Tropfkante am Balkon fehlt – so erkennt man das und was man tun kann

Manchmal kommt man durch eine Beobachtung auf das Thema: Wasser läuft nach dem Regen an der Balkonunterseite entlang, zieht einen nassen Streifen zur Wand hin – oder tropft an einer Stelle, die eigentlich trocken bleiben sollte. Und irgendwann liest oder hört man dann: Da fehlt eine Tropfkante.

Was das genau bedeutet, ist vielen nicht sofort klar.
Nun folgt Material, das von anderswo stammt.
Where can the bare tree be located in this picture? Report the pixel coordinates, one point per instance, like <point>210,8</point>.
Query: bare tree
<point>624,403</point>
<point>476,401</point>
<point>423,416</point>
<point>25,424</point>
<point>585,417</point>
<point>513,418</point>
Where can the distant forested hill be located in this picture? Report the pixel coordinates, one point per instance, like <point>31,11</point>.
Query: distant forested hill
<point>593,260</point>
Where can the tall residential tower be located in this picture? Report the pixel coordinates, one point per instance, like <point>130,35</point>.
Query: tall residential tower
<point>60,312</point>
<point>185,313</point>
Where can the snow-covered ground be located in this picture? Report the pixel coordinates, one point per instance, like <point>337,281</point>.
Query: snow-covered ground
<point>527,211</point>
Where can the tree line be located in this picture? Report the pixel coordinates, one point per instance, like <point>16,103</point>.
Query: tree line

Und auch die Frage, ob man das selbst beurteilen kann, ist berechtigt.

Was eine Tropfkante ist und was sie macht

Eine Tropfkante – auch Tropfprofil oder Wasserabweiserleiste genannt – ist eine kleine Einheit an der Vorderkante oder Unterseite des Balkons. Ihre Aufgabe ist es, ablaufendes Wasser vom Balkon gezielt nach vorne weg zu leiten, bevor es sich an der Unterseite des Balkons entlangziehen kann.

Das Prinzip dahinter ist physikalisch simpel: Wasser folgt einer Oberfläche, solange es kann. Ohne Unterbrechung läuft es an der Balkankante um die Ecke und wandert die Unterseite entlang – direkt zur Wand. Mit einer Tropfkante gibt es an einem bestimmten Punkt keine Oberfläche mehr, an der das Wasser weiterlaufen kann. Es fällt ab.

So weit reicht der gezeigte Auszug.